Read this book
You may have read enough UU history to know that Bronson Alcott was an idealistic Transcendentalist associate of Emerson and Thoreau, an impractical thinker of large thoughts who made and then frittered away a small fortune and depended on his daughter's writing income to support him in his old age.
Or you may have read the children's classic, Little Women, written by Famous UU Louisa May Alcott, his daughter. You may even know that the setting of the book -- the four daughters and mother of the March family growing up in a Civil War-era household while Mr. March was largely absent -- is thought to be styled after her own family.

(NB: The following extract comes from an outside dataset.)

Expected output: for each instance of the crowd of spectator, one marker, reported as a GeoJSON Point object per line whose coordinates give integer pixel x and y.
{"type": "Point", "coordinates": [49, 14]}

Now, author Geraldine Brooks has filled the gaps in Louisa's well-loved story by supplying the narrative of the absent Mr. March -- his service as a Unitarian chaplain to the Union troops, as well as his earlier life history -- in her Pulitzer-winning novel, March. Following Louisa's pattern, she carefully constructs the Mr. March character on the model of Louisa's own father, Bronson.
The novel is a poignant study in the conflict betweeen idealism and evil, a conflict in which idealism does not necessarily triumph, and perhaps offers lessons for ourselves as Alcott's successors carrying the standard of liberal religion forward into our own evil-tinged time.
Read it. You'll be glad you did.
1 Comments:
I read it, Fausto, and I liked it a lot. I thought she painted Bronson Alcott in human but sympathetic tones and also amplified the picture of Marmee which was pretty saintly in "Little Women".